Deep Learning and Attention Mechanism-based Prediction of Vaginal Invasion in Early-Stage Cervical Cancer.
Authors
Affiliations (4)
Affiliations (4)
- Department of Medical Techniques, Shaanxi University of Chinese Medicine, Shaanxi, 712046, China.
- Xixian New Area Rimag Medical Diagnosis Center, Shaanxi,712000, China.
- Department of Radiology, The Second Affiliated Hospital of Shaanxi University of Chinese Medicine, Shaanxi, 712083, China.

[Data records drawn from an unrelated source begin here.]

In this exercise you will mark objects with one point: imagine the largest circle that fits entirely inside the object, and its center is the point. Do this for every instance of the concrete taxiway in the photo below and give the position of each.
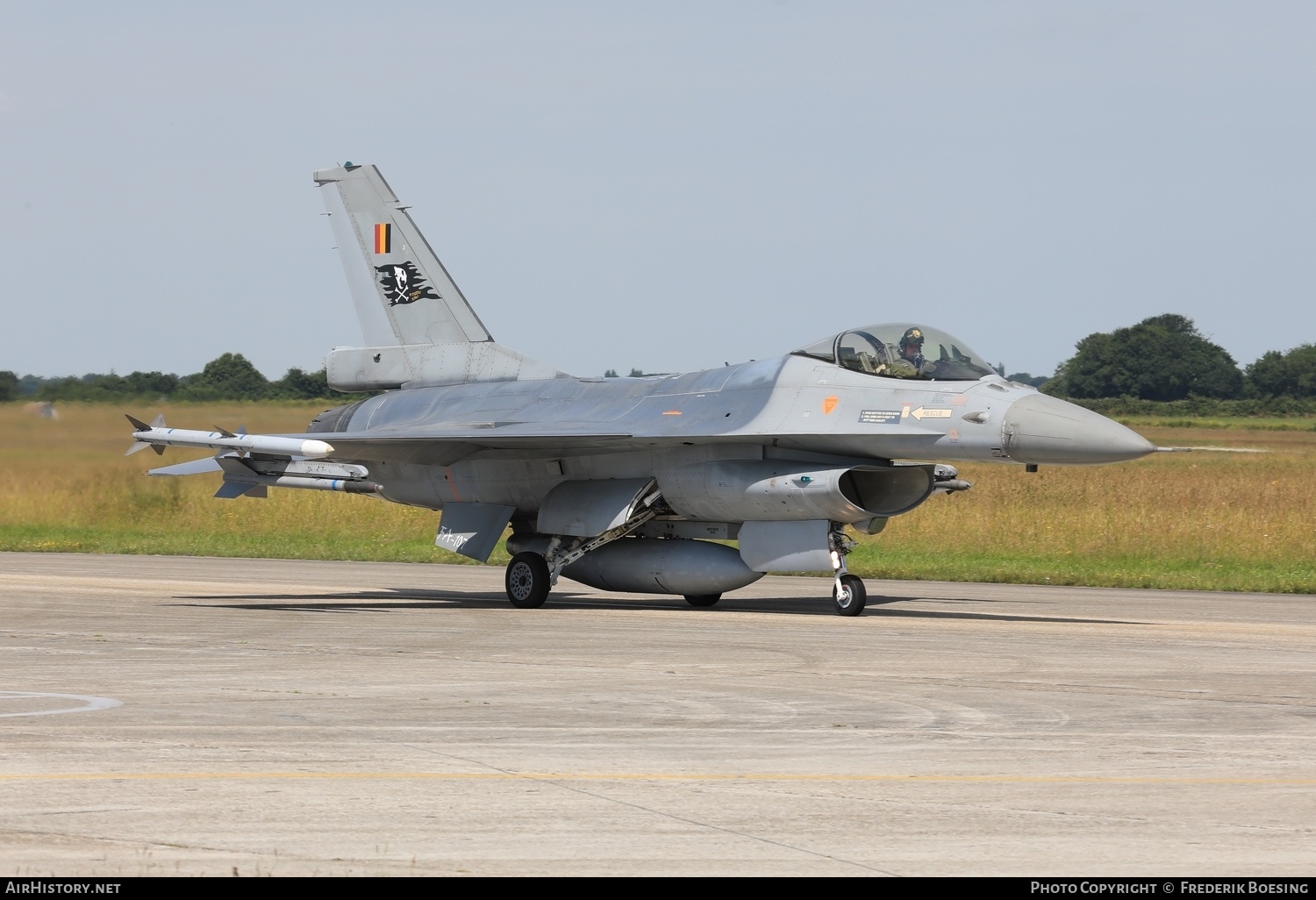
(218, 716)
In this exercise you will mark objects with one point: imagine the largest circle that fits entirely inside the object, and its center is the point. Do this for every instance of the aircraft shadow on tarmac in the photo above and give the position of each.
(410, 599)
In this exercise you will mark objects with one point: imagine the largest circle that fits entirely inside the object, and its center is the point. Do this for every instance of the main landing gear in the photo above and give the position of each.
(528, 581)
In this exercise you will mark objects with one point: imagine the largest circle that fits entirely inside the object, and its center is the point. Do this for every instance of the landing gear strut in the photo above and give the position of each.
(848, 589)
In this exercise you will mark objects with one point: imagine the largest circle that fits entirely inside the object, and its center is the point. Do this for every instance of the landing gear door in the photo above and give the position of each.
(473, 529)
(594, 507)
(786, 546)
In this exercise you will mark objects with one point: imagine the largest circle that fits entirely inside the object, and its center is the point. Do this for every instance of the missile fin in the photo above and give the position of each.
(231, 489)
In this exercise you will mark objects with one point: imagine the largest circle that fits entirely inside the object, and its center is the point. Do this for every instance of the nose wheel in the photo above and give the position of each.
(849, 595)
(528, 581)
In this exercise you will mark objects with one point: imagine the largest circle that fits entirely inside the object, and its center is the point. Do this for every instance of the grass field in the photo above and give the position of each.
(1223, 521)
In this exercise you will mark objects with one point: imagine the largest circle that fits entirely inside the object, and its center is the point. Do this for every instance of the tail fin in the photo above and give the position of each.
(418, 295)
(420, 328)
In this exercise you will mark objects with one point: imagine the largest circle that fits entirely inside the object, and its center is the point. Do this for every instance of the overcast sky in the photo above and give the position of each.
(661, 186)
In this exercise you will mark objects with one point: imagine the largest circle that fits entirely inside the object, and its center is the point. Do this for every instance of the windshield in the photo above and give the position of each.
(900, 350)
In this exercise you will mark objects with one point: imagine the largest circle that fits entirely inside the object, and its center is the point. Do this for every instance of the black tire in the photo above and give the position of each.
(852, 596)
(526, 581)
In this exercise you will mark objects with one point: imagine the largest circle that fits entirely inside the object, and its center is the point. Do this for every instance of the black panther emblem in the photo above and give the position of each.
(402, 284)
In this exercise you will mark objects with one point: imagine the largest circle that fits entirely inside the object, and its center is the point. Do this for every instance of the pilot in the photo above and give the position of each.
(911, 363)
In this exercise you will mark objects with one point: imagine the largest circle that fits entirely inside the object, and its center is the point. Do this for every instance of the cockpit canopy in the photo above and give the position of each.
(900, 350)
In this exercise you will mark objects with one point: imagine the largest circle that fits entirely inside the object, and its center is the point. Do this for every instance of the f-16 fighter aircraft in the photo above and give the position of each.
(636, 483)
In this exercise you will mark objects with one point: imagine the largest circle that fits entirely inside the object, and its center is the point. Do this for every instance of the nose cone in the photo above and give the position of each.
(1041, 429)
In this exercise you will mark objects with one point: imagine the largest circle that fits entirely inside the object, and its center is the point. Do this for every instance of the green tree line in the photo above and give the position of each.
(229, 376)
(1166, 358)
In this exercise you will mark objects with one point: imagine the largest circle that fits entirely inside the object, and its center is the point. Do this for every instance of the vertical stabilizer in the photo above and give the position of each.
(418, 325)
(402, 275)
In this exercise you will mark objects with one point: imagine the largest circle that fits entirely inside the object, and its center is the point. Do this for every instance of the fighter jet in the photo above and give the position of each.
(636, 484)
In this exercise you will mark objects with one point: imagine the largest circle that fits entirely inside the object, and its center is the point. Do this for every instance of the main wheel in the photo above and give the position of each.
(850, 596)
(528, 581)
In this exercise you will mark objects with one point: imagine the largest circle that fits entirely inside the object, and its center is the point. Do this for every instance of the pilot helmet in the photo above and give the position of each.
(912, 337)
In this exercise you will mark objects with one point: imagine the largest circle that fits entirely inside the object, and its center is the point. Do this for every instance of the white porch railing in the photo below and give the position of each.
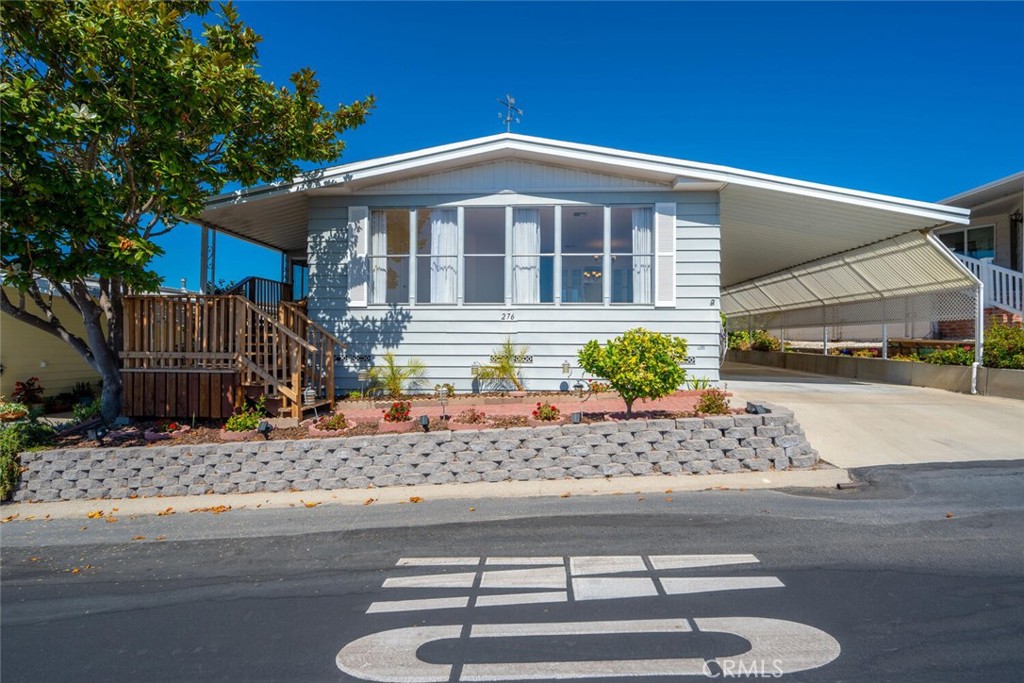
(1004, 288)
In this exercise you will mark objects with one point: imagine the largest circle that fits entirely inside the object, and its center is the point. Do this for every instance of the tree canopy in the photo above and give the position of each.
(117, 122)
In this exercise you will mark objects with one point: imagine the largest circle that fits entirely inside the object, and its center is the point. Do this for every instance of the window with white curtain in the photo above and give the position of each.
(632, 254)
(472, 254)
(437, 256)
(532, 255)
(389, 256)
(483, 246)
(583, 254)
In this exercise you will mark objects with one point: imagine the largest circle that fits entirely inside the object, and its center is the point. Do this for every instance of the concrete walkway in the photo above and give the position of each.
(856, 424)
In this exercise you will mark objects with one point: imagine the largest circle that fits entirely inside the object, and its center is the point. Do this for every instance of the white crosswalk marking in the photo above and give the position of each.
(589, 565)
(461, 580)
(663, 562)
(589, 588)
(546, 578)
(711, 584)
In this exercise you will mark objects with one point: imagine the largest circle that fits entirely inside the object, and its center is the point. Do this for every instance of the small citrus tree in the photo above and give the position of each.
(640, 364)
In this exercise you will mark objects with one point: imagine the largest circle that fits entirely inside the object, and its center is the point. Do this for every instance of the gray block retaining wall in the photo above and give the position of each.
(634, 447)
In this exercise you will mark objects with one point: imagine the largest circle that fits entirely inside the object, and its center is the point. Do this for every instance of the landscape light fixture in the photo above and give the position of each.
(264, 428)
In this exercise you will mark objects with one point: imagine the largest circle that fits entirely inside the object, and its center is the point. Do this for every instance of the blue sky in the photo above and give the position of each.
(916, 99)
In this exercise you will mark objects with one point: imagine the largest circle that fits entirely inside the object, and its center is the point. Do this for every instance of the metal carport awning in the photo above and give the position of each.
(908, 265)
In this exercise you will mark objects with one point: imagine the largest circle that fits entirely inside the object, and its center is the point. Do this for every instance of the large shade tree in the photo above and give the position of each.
(118, 120)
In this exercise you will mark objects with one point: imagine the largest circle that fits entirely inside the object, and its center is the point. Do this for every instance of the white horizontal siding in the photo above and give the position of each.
(449, 339)
(511, 174)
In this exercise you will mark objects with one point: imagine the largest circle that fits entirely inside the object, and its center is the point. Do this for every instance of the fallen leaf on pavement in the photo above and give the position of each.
(216, 509)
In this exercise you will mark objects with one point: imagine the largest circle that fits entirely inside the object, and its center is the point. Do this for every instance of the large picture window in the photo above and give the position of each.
(389, 256)
(632, 254)
(972, 242)
(583, 254)
(481, 255)
(437, 254)
(534, 255)
(484, 255)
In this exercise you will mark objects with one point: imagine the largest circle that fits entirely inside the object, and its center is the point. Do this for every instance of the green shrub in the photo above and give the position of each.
(392, 378)
(956, 355)
(759, 340)
(640, 364)
(248, 418)
(713, 401)
(17, 437)
(86, 412)
(1005, 346)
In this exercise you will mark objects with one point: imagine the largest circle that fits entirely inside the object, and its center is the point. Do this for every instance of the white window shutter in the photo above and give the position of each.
(665, 255)
(358, 270)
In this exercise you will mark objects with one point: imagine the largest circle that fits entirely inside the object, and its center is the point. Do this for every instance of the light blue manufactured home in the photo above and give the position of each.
(441, 254)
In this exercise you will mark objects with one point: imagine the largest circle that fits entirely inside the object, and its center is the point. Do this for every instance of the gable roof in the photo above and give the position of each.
(768, 222)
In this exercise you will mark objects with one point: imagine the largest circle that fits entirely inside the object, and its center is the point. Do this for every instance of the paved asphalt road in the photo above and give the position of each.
(918, 575)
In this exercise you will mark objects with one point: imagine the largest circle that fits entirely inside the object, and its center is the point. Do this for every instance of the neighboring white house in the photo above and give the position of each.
(992, 245)
(440, 254)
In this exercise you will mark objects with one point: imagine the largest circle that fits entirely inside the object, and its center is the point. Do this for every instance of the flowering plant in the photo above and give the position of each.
(471, 416)
(399, 412)
(546, 412)
(28, 391)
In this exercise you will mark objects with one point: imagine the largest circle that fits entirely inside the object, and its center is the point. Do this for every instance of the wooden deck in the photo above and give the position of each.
(202, 355)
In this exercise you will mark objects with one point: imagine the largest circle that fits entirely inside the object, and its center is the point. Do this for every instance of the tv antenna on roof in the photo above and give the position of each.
(512, 113)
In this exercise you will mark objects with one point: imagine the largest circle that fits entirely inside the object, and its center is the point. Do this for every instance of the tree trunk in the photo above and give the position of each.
(104, 355)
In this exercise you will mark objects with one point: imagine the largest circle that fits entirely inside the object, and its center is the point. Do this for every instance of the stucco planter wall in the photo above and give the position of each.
(696, 445)
(991, 381)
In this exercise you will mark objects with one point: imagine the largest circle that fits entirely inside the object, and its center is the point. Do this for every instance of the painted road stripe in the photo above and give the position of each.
(606, 589)
(711, 584)
(461, 580)
(546, 578)
(501, 599)
(776, 646)
(413, 605)
(589, 565)
(524, 560)
(436, 561)
(662, 562)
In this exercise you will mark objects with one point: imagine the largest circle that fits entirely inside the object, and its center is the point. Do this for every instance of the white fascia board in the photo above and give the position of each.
(1014, 182)
(673, 169)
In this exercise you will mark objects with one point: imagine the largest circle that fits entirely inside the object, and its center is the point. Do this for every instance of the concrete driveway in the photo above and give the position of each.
(857, 424)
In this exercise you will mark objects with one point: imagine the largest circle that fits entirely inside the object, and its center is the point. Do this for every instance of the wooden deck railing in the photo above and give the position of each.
(266, 294)
(219, 333)
(317, 365)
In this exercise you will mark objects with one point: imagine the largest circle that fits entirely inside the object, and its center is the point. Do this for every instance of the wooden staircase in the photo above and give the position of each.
(236, 346)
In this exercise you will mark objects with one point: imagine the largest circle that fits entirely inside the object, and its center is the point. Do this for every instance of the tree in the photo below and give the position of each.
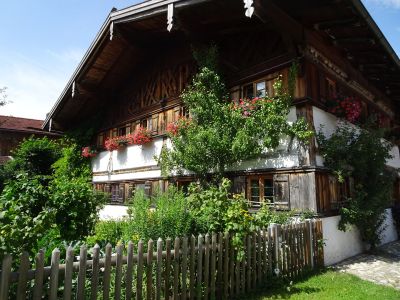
(3, 96)
(222, 133)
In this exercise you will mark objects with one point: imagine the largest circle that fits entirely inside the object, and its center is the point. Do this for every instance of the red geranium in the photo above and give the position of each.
(141, 136)
(88, 152)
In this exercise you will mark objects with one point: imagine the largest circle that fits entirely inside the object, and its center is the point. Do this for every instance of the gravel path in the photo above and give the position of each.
(382, 267)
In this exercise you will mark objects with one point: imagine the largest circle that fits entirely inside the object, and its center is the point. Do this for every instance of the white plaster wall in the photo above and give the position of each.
(134, 156)
(328, 123)
(113, 212)
(340, 245)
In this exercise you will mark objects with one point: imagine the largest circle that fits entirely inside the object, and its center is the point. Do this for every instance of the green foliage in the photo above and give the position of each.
(77, 207)
(35, 156)
(25, 215)
(361, 154)
(266, 216)
(110, 231)
(71, 164)
(164, 215)
(48, 197)
(220, 134)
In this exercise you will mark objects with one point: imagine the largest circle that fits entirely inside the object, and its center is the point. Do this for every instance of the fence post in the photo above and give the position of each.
(95, 272)
(69, 260)
(82, 273)
(55, 262)
(310, 242)
(5, 276)
(23, 276)
(129, 271)
(159, 268)
(39, 263)
(276, 229)
(118, 273)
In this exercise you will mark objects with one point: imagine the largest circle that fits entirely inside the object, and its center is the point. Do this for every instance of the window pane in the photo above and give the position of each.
(260, 89)
(268, 190)
(254, 190)
(248, 91)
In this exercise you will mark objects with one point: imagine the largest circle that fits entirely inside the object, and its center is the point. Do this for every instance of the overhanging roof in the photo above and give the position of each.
(329, 16)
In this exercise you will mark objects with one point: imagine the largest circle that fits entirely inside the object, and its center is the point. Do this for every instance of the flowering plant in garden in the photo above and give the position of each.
(348, 108)
(88, 152)
(141, 136)
(111, 144)
(246, 107)
(173, 128)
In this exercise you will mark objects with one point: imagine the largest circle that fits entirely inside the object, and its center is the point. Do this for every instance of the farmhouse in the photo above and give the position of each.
(141, 60)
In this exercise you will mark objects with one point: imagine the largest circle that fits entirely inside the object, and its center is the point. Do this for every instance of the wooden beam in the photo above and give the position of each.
(354, 40)
(336, 23)
(268, 11)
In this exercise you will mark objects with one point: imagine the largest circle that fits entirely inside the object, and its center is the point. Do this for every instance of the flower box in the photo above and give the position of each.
(88, 152)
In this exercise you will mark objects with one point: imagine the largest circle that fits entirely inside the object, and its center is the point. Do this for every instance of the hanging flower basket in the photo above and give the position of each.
(111, 144)
(141, 136)
(88, 152)
(348, 108)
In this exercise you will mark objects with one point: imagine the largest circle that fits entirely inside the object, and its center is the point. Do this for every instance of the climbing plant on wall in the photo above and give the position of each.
(222, 132)
(361, 154)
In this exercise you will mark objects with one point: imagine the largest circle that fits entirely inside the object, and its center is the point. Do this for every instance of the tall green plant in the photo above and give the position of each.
(221, 133)
(361, 154)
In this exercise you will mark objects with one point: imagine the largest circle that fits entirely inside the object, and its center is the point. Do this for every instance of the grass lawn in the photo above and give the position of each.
(327, 285)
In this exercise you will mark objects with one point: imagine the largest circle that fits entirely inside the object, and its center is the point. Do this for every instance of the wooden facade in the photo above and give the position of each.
(135, 70)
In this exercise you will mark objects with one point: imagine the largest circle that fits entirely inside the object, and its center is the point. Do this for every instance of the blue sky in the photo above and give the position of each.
(42, 42)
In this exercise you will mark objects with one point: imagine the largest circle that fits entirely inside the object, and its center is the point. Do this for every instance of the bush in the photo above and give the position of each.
(105, 232)
(266, 216)
(164, 215)
(77, 206)
(26, 215)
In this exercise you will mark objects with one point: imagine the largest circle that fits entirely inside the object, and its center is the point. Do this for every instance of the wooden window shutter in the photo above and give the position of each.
(155, 123)
(281, 190)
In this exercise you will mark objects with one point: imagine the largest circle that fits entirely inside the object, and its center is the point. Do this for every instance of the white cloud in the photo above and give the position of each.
(386, 3)
(34, 86)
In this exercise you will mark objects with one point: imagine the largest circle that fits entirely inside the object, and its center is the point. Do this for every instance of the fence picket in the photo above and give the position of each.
(199, 283)
(39, 264)
(213, 264)
(82, 273)
(192, 269)
(220, 265)
(159, 268)
(118, 273)
(5, 276)
(107, 273)
(176, 267)
(207, 268)
(184, 266)
(129, 272)
(149, 270)
(69, 261)
(22, 276)
(55, 262)
(139, 283)
(95, 272)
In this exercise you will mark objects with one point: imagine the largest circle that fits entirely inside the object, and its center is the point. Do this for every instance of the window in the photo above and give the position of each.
(260, 189)
(248, 91)
(260, 89)
(117, 193)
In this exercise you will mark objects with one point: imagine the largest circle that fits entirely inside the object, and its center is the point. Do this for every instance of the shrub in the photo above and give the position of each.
(77, 206)
(26, 215)
(109, 231)
(164, 215)
(266, 216)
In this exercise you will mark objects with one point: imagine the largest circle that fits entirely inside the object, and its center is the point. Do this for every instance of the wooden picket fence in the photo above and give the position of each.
(186, 268)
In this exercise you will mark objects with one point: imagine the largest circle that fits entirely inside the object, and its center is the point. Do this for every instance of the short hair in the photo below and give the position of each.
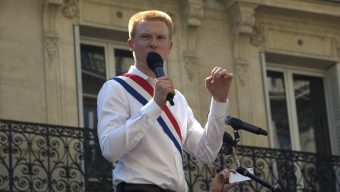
(151, 15)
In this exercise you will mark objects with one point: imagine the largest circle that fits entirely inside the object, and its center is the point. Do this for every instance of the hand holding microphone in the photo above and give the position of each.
(239, 124)
(155, 63)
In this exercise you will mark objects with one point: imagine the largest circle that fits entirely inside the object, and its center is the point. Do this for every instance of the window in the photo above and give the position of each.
(298, 110)
(100, 61)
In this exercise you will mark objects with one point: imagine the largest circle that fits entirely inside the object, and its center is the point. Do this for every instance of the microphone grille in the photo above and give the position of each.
(154, 60)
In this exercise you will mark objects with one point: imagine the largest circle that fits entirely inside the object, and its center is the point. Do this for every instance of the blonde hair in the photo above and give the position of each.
(151, 15)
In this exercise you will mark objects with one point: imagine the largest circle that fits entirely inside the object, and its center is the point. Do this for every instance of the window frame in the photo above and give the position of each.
(288, 72)
(109, 47)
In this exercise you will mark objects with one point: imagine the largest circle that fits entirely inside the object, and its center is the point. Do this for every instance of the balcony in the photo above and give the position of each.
(41, 157)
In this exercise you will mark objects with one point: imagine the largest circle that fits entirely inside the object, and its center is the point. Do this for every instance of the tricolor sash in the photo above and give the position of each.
(141, 90)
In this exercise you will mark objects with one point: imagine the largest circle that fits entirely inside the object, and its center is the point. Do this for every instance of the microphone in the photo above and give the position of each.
(228, 142)
(155, 63)
(239, 124)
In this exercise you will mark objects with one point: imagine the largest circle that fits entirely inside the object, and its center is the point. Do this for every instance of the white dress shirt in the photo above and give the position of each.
(130, 135)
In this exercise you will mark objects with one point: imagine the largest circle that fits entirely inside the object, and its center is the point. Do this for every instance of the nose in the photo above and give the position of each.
(153, 43)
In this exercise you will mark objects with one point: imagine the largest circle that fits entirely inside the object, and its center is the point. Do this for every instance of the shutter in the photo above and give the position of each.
(333, 101)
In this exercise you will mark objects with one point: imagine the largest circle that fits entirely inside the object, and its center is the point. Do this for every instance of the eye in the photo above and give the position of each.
(145, 36)
(162, 37)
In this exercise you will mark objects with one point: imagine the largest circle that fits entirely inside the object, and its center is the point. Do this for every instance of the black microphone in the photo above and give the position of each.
(228, 142)
(155, 63)
(239, 124)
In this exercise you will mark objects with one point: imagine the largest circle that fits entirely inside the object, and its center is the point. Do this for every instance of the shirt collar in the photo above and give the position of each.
(138, 72)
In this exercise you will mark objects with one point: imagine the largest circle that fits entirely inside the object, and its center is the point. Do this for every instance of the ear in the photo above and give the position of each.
(170, 47)
(130, 44)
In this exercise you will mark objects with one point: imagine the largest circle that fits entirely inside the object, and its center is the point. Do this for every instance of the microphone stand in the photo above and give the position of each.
(243, 171)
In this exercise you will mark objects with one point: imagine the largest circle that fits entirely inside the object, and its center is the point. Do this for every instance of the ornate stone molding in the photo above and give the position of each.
(257, 37)
(70, 8)
(190, 63)
(242, 16)
(194, 12)
(242, 71)
(51, 10)
(51, 47)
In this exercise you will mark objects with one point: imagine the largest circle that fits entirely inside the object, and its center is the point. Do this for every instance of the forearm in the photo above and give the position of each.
(211, 140)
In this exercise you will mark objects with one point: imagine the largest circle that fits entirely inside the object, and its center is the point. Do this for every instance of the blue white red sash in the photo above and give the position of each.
(143, 92)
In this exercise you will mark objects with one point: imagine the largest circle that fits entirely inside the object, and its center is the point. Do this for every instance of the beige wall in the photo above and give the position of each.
(37, 50)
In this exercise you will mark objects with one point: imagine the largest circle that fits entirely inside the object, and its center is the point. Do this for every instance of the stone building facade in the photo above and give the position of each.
(55, 54)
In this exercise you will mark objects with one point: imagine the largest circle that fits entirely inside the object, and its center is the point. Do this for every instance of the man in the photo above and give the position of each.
(140, 131)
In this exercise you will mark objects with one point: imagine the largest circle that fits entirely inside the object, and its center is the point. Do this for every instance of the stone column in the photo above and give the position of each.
(248, 40)
(61, 104)
(193, 14)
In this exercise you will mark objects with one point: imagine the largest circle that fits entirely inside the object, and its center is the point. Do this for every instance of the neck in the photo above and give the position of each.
(146, 70)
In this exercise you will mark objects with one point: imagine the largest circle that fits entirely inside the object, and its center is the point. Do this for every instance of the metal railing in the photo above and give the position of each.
(40, 157)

- Shanghai United Imaging Intelligence, Shanghai, 200030, China.
Abstract
This study introduces a novel fusion of 3D ResNet classification and Grad-CAM visualization to predict vaginal invasion in early-stage cervical cancer using T2WI-MRI, enhancing diagnostic accuracy while enabling anatomical localization of invasive lesions. This retrospective study analyzed sagittal T2WI from 160 patients with pathologically confirmed stage IB-IIA cervical cancer to predict vaginal invasion. Following an 8:2 training-test split, radiomic features were extracted from manually delineated intratumoral regions and four concentrically expanded peritumoral regions (1-4mm). Features selection by Pearson correlation and LASSO regression. Random forest models incorporating intratumoral and peritumoral (0-4mm) features were constructed, with ROC analysis identifying the optimal model. Subsequently, a 3D-ResNet architecture, enhanced with anisotropic convolutional layers and sophisticated data augmentation, was developed and optimized using the optimal ROI configuration. Model interpretability was facilitated using Grad-CAM, with performance assessed by AUC, sensitivity, specificity, accuracy, and precision. The AIC-enhanced 3D ResNet-18 model, integrating intratumoral and 3mm peritumoral regions, showed superior test performance (AUC: 0.784, Sensitivity: 0.650, Specificity: 0.765, Accuracy: 0.611, Precision: 0.686) versus the baseline (AUC: 0.742), representing a 6% AUC improvement. Grad-CAM heatmaps identified diagnostically relevant regions within the tumor microenvironment, enhancing biological plausibility and model interpretability. This attention-integrated 3D ResNet-18 framework (AUC=0.784) facilitates non-invasive vaginal invasion detection for fertility-sparing decisions, validated through Grad-CAM tumor localization; however, derivation from a single-center cohort warrants external validation and prospective studies before clinical translation. This preliminary study demonstrates promising deep learning performance (3D ResNet-18+Grad-CAM+AIC) for vaginal invasion assessment, despite moderate n; however, a single-center retrospective design limits generalizability.